[英]Scala : Product with Serializable does not take parameters
My objectif is to read Data from a csv file and convert my rdd to dataframe in scala/spark. 我的目标是从csv文件读取数据并将rdd转换为scala / spark中的数据帧。 This is my code :
这是我的代码:
package xxx.DataScience.CompensationStudy
import org.apache.spark._
import org.apache.log4j._
import org.apache.spark.SparkContext
import org.apache.spark.SparkContext._
import org.apache.spark.SparkConf
import org.apache.spark.sql.Row
import org.apache.spark.sql.functions.{col, udf}
import org.apache.spark.sql.types._
import org.apache.spark.SparkContext
import org.apache.spark.sql.SQLContext
object CompensationAnalysis {
case class GetDF(profil_date:String, profil_pays:String, param_tarif2:String, param_tarif3:String, dt_titre:String, dt_langues:String,
dt_diplomes:String, dt_experience:String, dt_formation:String, dt_outils:String, comp_applications:String,
comp_interventions:String, comp_competence:String)
def main(args: Array[String]) {
Logger.getLogger("org").setLevel(Level.ERROR)
val conf = new SparkConf().setAppName("CompensationAnalysis ")
val sc = new SparkContext(conf)
val sqlContext = new org.apache.spark.sql.SQLContext(sc)
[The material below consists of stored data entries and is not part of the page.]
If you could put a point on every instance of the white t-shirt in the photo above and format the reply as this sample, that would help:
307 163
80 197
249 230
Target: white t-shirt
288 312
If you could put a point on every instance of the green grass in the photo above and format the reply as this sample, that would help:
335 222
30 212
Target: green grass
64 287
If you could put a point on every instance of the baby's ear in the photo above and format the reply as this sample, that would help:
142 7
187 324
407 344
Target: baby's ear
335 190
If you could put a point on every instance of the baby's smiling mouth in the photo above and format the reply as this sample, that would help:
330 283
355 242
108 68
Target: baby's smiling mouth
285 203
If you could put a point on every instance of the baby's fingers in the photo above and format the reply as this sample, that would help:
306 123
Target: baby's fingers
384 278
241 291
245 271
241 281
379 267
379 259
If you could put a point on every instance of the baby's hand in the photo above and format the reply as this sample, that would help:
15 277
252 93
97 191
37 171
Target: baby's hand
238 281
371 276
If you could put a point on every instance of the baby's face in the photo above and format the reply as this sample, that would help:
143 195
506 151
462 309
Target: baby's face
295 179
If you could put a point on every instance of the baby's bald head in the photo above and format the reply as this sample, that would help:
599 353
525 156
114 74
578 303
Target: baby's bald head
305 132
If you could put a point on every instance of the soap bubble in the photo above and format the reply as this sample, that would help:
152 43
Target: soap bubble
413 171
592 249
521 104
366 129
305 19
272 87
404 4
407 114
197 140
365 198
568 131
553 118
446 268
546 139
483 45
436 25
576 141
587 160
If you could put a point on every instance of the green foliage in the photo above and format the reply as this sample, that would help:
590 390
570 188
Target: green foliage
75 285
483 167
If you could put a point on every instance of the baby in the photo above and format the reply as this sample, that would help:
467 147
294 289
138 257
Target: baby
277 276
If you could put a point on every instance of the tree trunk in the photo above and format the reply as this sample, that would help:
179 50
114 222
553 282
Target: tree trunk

import sqlContext.implicits._
val lines = sc.textFile("C:/Users/../Downloads/CompensationStudy.csv").flatMap { l =>
l.split(",") match {
case field: Array[String] if field.size > 13 => Some(field(0), field(1), field(2), field(3), field(4), field(5), field(6), field(7), field(8), field(9), field(10), field(11), field(12))
case field: Array[String] if field.size == 1 => Some((field(0), "default value"))
case _ => None
}
}
At this stade, I had the error : Product with Serializable does not take parameters 在此情况下,我遇到了错误: 具有可序列化的产品未接受参数
val summary = lines.collect().map(x => GetDF(x("profil_date"), x("profil_pays"), x("param_tarif2"), x("param_tarif3"), x("dt_titre"), x("dt_langues"), x("dt_diplomes"), x("dt_experience"), x("dt_formation"), x("dt_outils"), x("comp_applications"), x("comp_interventions"), x("comp_competence")))
val sum_df = summary.toDF()
df.printSchema
}
}
This is a screenshot : 这是截图:
Help please ? 请帮助 ?
You have several things you should improve. 您有几件事需要改进。 The most urgent problem, which causes the exception, is, as @CyrilleCorpet points out, " the three different lines in the pattern matching return values of types
Some[Tuple13]
, Some[Tuple2]
and None.type
. The least-upper-bound is then Option[Product with Serializable]
which complies with flatMap
's signature (where the result should be an Iterable[T]
) modulo some implicit conversion." @CyrilleCorpet指出,引起异常的最紧迫的问题是:“模式中的三个不同行匹配类型
Some[Tuple13]
, Some[Tuple2]
和None.type
返回值。然后绑定Option[Product with Serializable]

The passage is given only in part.